According to recently disclosed documents, the city is poised to give SHA permission to offer only 420 of the new units — less than 10 percent of the total on site — at rents affordable to those now living there with incomes less than 30 percent of median. 

Documents also show that SHA expects the city to subsidize its $293 million plan with more than $100 million in local revenues. That includes at least $30 million in city housing- and parks-levy dollars, block-grant funds, general-fund monies, utility funds and Bridging the Gap transportation dollars. (Is this what you thought you were voting for when you approved the Bridging the Gap, housing and parks levies?) 

In addition, SHA will ask the city for “multifamily tax exemptions.” In return for offering 900 units at rents deemed affordable to those with incomes between 60 and 80 percent of median, SHA would receive tax breaks valued at more than $80 million. Keep in mind these rents actually are higher than Seattle’s average rent. And if SHA doesn’t pay these taxes, we will — in the form of higher property taxes. 

Combined, the amount of direct housing-levy dollars and MFTE (Multifamily Property Tax Exemption) tax breaks SHA seeks rivals the value of our current voter-approved, seven-year housing levy.

In addition to this $100 million-plus of city funds, SHA is seeking permission to tap tens of millions in state trust-fund dollars and low-income housing tax credits so that SHA can enter into partnerships with nonprofit housing developers to build the 420 very-low-income units on the site. In return for free land, the nonprofits would be allowed to access limited state sources to cover a portion of the cost for these units. 

Like housing levy revenue, these are limited existing sources we desperately need to expand our low-income housing stock, not to assist SHA in a “teardown” that will result in replacement of only 420 of the current 561 public-housing units.


In need of another plan

What’s more disturbing, an independent fiscal analysis recently commissioned by the city, the Gardner Report, raises serious questions whether the project can pay for itself — even after tapping city and state dollars. 

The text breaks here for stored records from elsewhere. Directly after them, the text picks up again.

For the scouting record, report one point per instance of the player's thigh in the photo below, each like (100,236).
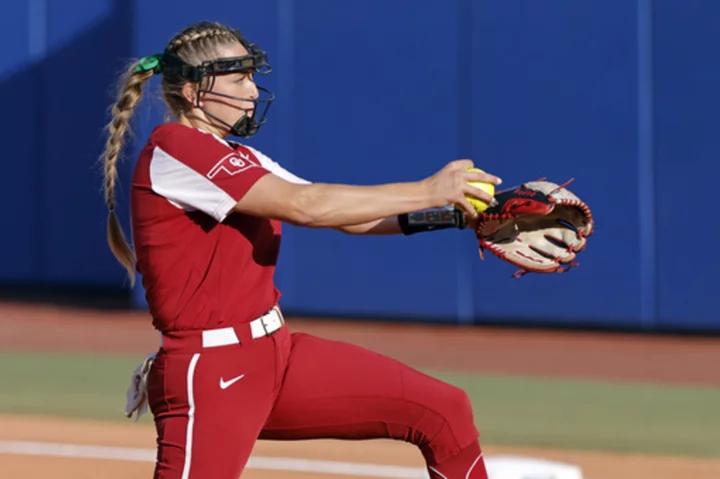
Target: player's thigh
(335,389)
(209,408)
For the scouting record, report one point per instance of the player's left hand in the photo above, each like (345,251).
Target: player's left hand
(539,227)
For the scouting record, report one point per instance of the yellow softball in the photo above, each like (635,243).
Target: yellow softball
(488,188)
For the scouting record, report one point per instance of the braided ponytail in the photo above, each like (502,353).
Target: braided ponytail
(129,96)
(193,45)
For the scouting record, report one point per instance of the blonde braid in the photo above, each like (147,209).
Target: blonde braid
(128,98)
(194,36)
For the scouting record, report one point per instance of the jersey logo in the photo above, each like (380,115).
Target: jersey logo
(232,164)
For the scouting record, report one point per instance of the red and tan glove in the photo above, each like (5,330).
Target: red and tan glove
(539,227)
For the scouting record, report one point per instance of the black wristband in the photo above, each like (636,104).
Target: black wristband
(431,220)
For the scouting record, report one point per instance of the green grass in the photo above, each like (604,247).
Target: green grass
(65,385)
(595,415)
(511,411)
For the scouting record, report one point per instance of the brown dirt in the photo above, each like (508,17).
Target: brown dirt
(608,356)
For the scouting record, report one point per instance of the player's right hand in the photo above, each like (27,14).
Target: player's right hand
(450,185)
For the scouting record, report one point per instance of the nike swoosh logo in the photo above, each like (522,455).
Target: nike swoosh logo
(226,384)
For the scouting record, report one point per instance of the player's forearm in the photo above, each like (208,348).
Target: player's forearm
(341,205)
(383,227)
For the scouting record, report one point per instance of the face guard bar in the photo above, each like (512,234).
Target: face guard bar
(254,62)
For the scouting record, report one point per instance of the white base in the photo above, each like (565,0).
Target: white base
(514,467)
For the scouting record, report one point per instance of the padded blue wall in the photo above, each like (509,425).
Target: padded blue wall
(619,94)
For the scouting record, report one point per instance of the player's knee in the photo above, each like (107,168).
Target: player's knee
(457,411)
(453,426)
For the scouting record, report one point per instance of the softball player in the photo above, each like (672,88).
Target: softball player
(206,223)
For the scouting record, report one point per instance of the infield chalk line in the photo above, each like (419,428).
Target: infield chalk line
(288,464)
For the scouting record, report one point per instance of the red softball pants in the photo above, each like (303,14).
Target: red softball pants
(212,403)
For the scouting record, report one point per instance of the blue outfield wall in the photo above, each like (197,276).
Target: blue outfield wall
(621,95)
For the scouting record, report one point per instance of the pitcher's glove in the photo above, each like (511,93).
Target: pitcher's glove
(539,227)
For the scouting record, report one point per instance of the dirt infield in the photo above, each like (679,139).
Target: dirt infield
(569,354)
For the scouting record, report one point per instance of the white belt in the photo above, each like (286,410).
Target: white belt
(262,326)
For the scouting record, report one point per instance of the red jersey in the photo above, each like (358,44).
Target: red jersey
(203,265)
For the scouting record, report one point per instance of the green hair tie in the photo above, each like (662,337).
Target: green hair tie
(153,62)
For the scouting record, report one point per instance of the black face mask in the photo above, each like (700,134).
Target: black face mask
(254,62)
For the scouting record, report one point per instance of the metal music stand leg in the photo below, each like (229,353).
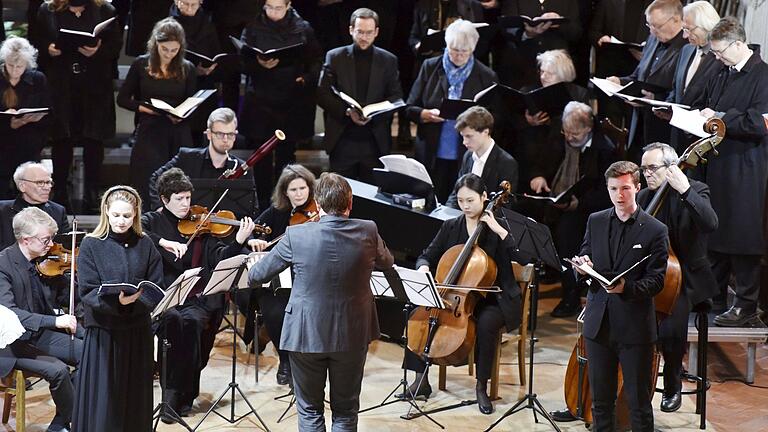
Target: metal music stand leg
(408,396)
(530,400)
(233,385)
(163,407)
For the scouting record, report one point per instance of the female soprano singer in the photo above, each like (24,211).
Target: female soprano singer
(163,74)
(80,78)
(292,193)
(495,310)
(21,86)
(114,384)
(190,329)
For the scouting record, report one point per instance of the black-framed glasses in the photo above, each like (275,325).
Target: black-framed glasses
(650,169)
(224,135)
(40,183)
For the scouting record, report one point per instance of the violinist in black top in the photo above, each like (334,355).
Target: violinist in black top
(190,328)
(21,86)
(688,214)
(81,84)
(162,74)
(493,312)
(292,196)
(281,91)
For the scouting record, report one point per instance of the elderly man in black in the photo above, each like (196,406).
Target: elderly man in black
(44,348)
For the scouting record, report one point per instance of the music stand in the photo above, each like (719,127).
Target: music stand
(230,275)
(533,242)
(172,298)
(413,288)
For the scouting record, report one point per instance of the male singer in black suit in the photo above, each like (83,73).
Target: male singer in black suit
(483,157)
(737,177)
(657,66)
(44,348)
(620,320)
(695,66)
(368,74)
(688,214)
(207,162)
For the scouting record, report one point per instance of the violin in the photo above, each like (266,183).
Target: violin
(576,387)
(58,260)
(218,224)
(446,336)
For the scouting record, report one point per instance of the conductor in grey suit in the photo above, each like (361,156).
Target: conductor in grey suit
(331,317)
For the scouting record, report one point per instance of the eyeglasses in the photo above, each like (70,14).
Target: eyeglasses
(40,183)
(224,135)
(720,53)
(659,27)
(650,169)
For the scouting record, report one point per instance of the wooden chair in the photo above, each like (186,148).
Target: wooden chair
(618,135)
(523,276)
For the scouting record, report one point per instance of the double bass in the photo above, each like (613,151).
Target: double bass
(576,386)
(446,336)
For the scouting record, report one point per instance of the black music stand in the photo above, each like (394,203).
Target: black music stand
(391,284)
(533,244)
(228,277)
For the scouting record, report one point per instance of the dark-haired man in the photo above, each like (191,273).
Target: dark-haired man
(331,316)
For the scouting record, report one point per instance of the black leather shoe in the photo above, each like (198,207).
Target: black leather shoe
(671,403)
(562,416)
(734,317)
(284,373)
(566,309)
(483,401)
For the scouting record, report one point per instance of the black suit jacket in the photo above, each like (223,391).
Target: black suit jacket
(499,166)
(9,208)
(708,68)
(689,218)
(339,72)
(661,74)
(631,317)
(428,92)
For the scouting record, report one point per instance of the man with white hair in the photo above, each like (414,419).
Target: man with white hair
(44,349)
(34,182)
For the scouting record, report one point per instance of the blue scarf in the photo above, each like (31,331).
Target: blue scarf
(448,146)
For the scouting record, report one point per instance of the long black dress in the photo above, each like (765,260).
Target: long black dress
(157,138)
(114,386)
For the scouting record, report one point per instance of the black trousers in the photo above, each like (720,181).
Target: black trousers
(48,354)
(344,371)
(490,320)
(605,356)
(746,273)
(673,336)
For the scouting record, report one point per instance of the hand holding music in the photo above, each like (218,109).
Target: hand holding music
(177,249)
(89,51)
(68,322)
(128,299)
(677,179)
(247,226)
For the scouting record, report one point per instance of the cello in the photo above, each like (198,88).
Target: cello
(576,384)
(446,336)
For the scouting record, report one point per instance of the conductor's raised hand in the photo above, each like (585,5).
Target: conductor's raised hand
(246,229)
(128,299)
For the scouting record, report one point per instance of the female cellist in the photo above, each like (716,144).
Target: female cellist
(291,199)
(495,310)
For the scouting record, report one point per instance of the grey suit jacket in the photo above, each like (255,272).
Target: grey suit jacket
(331,308)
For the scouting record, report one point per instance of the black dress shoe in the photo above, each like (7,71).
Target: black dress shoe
(562,416)
(734,317)
(566,309)
(284,373)
(671,403)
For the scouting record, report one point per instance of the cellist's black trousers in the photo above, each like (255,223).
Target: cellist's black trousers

That’s because SHA’s plan also depends on the willingness of developers to purchase 17 of the 28 acres on site and turn them into approximately 3,000 units of high-end housing and nearly a million square feet of high-rise offices. It’s the proceeds from this sale that are supposed to cover $141 million of the $293 million Yesler project price tag. 

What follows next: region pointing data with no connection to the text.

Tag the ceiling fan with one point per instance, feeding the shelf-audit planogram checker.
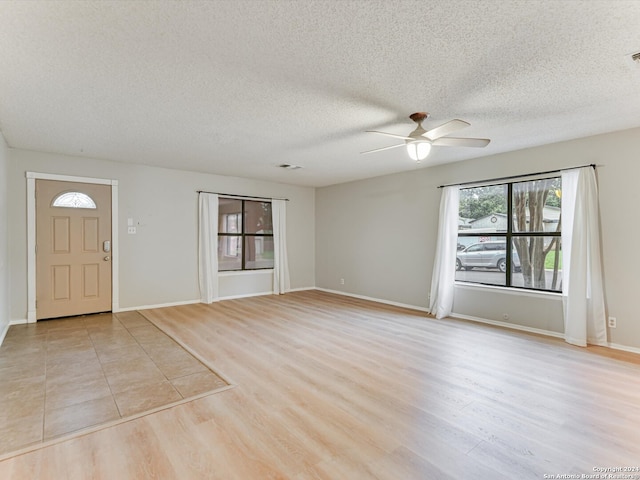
(419, 141)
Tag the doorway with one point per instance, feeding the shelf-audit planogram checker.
(73, 248)
(72, 256)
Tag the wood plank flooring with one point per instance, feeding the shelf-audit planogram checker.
(330, 387)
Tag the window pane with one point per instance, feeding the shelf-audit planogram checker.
(483, 209)
(257, 217)
(537, 263)
(229, 215)
(74, 200)
(229, 252)
(258, 252)
(536, 205)
(482, 260)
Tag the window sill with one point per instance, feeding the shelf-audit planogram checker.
(234, 273)
(507, 290)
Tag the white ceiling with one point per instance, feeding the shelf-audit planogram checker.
(239, 87)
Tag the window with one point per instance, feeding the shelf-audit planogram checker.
(510, 235)
(245, 235)
(74, 200)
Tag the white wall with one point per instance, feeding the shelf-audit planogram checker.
(158, 265)
(379, 234)
(4, 252)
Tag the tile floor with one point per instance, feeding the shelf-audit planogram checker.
(60, 376)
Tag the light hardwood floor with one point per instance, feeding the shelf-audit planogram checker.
(330, 387)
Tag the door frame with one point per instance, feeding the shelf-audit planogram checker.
(31, 235)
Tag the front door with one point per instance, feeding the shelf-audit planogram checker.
(73, 248)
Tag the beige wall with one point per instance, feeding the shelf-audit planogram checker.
(4, 252)
(379, 234)
(158, 265)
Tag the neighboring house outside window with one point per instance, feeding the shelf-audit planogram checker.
(509, 235)
(245, 235)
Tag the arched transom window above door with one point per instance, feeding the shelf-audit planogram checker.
(73, 200)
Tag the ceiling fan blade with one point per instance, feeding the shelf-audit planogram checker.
(445, 129)
(461, 142)
(390, 135)
(384, 148)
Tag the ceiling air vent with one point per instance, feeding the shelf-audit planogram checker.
(633, 59)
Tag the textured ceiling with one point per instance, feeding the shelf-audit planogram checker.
(239, 87)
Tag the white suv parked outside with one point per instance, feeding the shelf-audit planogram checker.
(485, 254)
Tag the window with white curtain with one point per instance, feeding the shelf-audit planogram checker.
(245, 235)
(509, 234)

The Gardner Report questions whether the project can capture such a huge chunk of the office and residential market. And when that doesn’t happen, you can bet SHA will be back, seeking yet more handouts from city government. 

Why should local and state taxpayers be on the hook for any portion of this project? SHA now holds an inventory of about 1,800 market-rate units citywide. Simply selling off some of this inventory could underwrite what SHA now wants the city to cover. 

Also, according to SHA's 2010 annual budget report, the agency realized a $20 million surplus in revenues. 

Also, we’ve learned from a disclosure request that, since 2000, SHA has accumulated more than $50 million in the state's Local Government Investment Pool, a special state account where public-development entities may hold excess revenues and earn higher interest. 

Any combination of these sources could underwrite the Yesler Terrace project or be used to cover cost overruns. If SHA doesn’t want to tap its own resources, it could redesign the project to bring its costs in line with what it can afford. 

For instance, SHA could forego ripping up and replacing the existing street grid or certain design elements of debatable value. (With these elements added, the per-unit cost of housing on the site rises to $300,000, making it one of the most expensive, publicly subsidized housing projects ever built in this city). 

SHA's mission first and above all is preservation and expansion of units serving the poorest in our city. Take out some of these other elements — not public housing.


Not before it’s time

Even though the Department of Planning and Development has not yet finalized its recommendations, we’ve learned the city Office of Housing will send a letter this week to the federal Department of Housing and Urban Development (HUD) pledging city funding, including housing-levy dollars, for the project. The letter will accompany a grant request SHA is submitting for federal money to pad the Yesler Terrace budget. 

How can one department pledge city support while another department hasn’t completed its review and the Council won’t start its review until May? Only then will council members learn the budget implications — and what a colossal waste of limited city resources this project could become. 

JOHN V. FOX and CAROLEE COLTER are coordinators for the Seattle Displacement Coalition (, a low-income housing organization.